Samsung expects to post Q2 profits of $7.1 billion, down 24.5% from the same period last year. The company is in the unenviable position of suffering from cutthroat competition—Apple at the high end, Xiaomi and Huawei at the low end—and from an industry-wide slowdown that is hurting its wholesale display unit. Quarterly profits at the display unit, which supplies Apple and many other major manufacturers, are expected to fall 76%.
In a break from the norm, Samsung tried to explain its disappointing forecast.
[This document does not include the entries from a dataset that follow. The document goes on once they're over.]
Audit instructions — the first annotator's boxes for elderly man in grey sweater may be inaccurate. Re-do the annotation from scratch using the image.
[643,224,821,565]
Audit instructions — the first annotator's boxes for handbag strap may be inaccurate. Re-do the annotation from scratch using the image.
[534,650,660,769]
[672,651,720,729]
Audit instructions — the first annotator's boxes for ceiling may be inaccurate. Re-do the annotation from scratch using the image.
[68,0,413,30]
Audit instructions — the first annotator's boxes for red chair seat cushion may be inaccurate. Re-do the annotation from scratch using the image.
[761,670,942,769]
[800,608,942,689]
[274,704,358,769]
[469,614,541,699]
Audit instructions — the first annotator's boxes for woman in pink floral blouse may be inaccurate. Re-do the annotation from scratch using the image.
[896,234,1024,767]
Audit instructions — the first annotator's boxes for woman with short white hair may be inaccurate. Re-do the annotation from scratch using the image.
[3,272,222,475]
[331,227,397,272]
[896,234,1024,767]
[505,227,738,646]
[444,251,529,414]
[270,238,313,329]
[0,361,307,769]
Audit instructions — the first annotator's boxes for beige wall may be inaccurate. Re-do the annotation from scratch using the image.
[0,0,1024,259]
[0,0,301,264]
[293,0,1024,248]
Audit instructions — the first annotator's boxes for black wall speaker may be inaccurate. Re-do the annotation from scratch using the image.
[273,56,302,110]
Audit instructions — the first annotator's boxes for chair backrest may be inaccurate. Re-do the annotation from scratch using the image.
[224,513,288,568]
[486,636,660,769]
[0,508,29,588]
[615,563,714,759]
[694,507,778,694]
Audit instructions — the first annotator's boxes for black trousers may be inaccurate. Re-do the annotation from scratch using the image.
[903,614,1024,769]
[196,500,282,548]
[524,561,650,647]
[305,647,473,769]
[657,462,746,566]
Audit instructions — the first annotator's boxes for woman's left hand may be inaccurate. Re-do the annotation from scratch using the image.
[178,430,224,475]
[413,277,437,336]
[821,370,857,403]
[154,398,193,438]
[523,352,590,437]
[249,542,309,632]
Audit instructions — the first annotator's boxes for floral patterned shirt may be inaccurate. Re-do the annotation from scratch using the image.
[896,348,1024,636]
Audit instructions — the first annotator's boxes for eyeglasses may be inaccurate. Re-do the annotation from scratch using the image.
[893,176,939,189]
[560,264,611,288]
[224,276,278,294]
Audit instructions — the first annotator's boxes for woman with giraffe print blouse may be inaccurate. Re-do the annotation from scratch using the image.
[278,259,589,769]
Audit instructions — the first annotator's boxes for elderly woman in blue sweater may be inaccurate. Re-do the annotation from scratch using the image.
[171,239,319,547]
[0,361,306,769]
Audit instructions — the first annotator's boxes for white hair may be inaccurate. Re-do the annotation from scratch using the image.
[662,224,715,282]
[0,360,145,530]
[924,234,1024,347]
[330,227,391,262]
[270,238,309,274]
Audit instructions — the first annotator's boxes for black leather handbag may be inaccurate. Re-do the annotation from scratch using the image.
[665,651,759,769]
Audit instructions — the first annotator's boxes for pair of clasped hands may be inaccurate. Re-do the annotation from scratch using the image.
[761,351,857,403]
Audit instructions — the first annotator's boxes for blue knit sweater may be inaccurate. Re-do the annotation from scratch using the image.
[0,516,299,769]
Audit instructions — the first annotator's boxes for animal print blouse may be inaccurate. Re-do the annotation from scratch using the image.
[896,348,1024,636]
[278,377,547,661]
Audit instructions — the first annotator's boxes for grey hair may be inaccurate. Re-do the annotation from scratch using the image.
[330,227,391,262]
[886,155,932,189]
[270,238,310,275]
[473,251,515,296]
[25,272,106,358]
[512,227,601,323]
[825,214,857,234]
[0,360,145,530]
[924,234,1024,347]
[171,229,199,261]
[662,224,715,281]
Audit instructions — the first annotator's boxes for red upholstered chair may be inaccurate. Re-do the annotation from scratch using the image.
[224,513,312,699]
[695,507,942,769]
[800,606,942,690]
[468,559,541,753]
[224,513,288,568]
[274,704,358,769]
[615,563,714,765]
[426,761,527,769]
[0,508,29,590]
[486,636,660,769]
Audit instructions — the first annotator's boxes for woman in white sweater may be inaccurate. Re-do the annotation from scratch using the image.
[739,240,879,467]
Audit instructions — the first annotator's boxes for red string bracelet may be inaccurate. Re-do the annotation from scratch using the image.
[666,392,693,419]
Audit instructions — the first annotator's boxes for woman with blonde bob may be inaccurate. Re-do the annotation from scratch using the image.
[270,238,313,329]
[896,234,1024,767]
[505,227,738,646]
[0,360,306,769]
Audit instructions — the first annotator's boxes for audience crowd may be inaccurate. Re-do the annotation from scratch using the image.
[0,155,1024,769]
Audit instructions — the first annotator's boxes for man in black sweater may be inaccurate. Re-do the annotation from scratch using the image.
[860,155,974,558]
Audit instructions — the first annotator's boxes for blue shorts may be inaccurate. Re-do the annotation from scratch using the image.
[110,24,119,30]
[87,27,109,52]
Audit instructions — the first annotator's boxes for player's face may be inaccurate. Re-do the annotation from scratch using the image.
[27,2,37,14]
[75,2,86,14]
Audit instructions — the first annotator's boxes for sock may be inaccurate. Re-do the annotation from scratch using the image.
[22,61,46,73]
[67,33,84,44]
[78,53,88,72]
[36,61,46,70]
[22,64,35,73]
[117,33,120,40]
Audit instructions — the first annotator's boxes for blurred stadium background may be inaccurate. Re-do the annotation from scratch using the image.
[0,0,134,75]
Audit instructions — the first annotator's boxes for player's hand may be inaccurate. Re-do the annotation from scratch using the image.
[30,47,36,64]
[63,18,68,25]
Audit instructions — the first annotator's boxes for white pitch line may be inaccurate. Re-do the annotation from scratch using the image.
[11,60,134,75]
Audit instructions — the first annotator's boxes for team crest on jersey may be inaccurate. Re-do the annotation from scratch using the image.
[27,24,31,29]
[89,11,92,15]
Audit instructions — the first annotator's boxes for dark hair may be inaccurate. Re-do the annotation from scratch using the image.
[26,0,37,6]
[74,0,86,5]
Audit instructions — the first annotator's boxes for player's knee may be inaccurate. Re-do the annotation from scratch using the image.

Looking closely at its statement, there is bad news for just about every smartphone and tablet maker:
Weak smartphone demand in China…
The world’s biggest smartphone market is increasingly crowded, which is pushing down prices. Meanswhile, consumers are waiting for an expected 4G rollout to buy new phones. That spells trouble for Xiaomi, Lenovo, Huawei, ZTE, Coolpad, and the other Chinese manufacturers, along with Apple, which just signed a major distribution deal with telecom carrier China Mobile.
…And also in Europe
As in China, the European smartphone market is slowing down, even as more competitors enter into the market. Samsung, which has a 40% market share in Europe, said weaker demand there led to increased inventory.
Phablet are eating into tablet sales
As a manufacturer of device screens, Samsung has an unusually good vantage point to observe industry trends related to phone and tablet sizes. The verdict: slower replacement cycles and consumers shifting to 5-to-6 inch “phablet” devices are reducing sales of tablets.That has important implications for Apple, which is reportedly set to launch a larger version of the iPhone that could cannibalize sales of the iPad, which still make up 16.7% of the company’s total revenue.
Spending money to flog commoditized products
Samsung is one of the world’s biggest advertisers—but that was not necessarily a good thing, at least in the second quarter. The company was forced to boost marketing expenditure to reduce “existing inventories in sales channels.” Translation: The company had a glut of devices that weren’t selling, and it had to take a bath on promotions to unload them—like Verizon Wireless’ “Buy one Galaxy S5 and get one free” deal. The lesson for companies like Huawei and Lenovo, which have aspirations to become global brands beyond China, is that a big ad budget doesn’t automatically translate into success if your products don’t stand out from the crowd.
But on the bright side…
At least in some quarters, demand for Samsung smartphones is still high. A band of about 20 thieves held hundreds of employees hostage at a Samsung factory in Campinas, Brazil yesterday as they stole about 40,000 tablets, mobile phones, and laptops worth an estimated $36 million. No one was hurt in the robbery.